2. The method for simultaneously determining the phosphorus-based and bromine-based flame retardants in PVC according to claim 1, wherein in the step (3), the microwave extractor is arranged to raise the temperature of the mixed sample to 110-120 ℃ within 10 min and maintain the temperature for 12-15 min.

3. The method for simultaneously measuring phosphorus-based and bromine-based flame retardants in PVC by GC-MS as claimed in claim 1, wherein in the step (3), the extract after extraction is concentrated.
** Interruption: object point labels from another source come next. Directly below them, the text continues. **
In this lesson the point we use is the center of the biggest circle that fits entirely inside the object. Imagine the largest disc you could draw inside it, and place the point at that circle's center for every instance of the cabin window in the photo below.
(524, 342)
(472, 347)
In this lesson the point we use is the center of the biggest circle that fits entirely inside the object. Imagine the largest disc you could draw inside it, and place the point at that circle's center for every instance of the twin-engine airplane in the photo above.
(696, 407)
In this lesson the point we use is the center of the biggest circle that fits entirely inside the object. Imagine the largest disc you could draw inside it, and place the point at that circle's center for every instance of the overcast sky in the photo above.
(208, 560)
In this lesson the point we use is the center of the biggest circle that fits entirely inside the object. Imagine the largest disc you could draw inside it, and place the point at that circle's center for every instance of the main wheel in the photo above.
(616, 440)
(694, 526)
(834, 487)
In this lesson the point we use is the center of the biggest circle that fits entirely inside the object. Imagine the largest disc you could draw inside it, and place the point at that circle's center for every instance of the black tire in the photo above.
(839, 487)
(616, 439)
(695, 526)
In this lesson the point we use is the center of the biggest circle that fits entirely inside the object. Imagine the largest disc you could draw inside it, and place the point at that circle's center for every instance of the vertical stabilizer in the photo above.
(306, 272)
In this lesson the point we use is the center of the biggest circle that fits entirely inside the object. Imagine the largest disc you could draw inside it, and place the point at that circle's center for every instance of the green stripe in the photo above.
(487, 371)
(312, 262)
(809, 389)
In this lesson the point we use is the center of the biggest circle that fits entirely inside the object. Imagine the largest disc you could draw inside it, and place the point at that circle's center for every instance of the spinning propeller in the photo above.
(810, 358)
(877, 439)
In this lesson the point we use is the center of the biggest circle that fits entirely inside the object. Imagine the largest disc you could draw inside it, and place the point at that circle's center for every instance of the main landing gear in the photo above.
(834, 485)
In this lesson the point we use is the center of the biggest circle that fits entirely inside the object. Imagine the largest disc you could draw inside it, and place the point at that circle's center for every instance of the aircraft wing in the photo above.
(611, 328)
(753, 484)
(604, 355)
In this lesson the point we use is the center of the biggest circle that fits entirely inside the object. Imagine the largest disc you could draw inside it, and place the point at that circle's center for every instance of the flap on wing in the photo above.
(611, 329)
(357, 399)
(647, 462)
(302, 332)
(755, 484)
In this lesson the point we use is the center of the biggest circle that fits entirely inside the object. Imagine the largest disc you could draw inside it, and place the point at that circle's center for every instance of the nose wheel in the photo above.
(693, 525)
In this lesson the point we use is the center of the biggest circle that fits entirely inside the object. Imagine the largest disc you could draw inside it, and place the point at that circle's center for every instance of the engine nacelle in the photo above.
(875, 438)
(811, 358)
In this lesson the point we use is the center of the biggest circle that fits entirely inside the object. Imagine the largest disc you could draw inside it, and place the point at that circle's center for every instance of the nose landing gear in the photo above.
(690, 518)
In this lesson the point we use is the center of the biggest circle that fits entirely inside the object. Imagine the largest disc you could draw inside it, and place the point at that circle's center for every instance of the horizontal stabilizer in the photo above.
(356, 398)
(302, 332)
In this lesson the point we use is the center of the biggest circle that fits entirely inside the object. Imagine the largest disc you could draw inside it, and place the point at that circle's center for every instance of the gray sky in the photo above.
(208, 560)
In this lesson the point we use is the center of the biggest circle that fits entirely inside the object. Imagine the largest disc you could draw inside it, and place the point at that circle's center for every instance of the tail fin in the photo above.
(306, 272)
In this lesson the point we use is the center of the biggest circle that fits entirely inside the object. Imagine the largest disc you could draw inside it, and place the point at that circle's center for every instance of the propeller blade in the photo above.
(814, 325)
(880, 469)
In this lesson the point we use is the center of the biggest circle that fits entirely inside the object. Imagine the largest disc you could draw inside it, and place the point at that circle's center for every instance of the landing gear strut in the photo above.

4. The method for simultaneously measuring phosphorus-based and bromine-based flame retardants in PVC by GC-MS as claimed in claim 3, wherein the concentration treatment is any one of rotary evaporation or nitrogen purge.

5. The method for simultaneously determining the phosphorus flame retardant and the bromine flame retardant in the PVC by GC-MS as claimed in claim 1, wherein in the step (4), the filtration is performed by using a filter membrane with the diameter of 0.2-0.45 μm.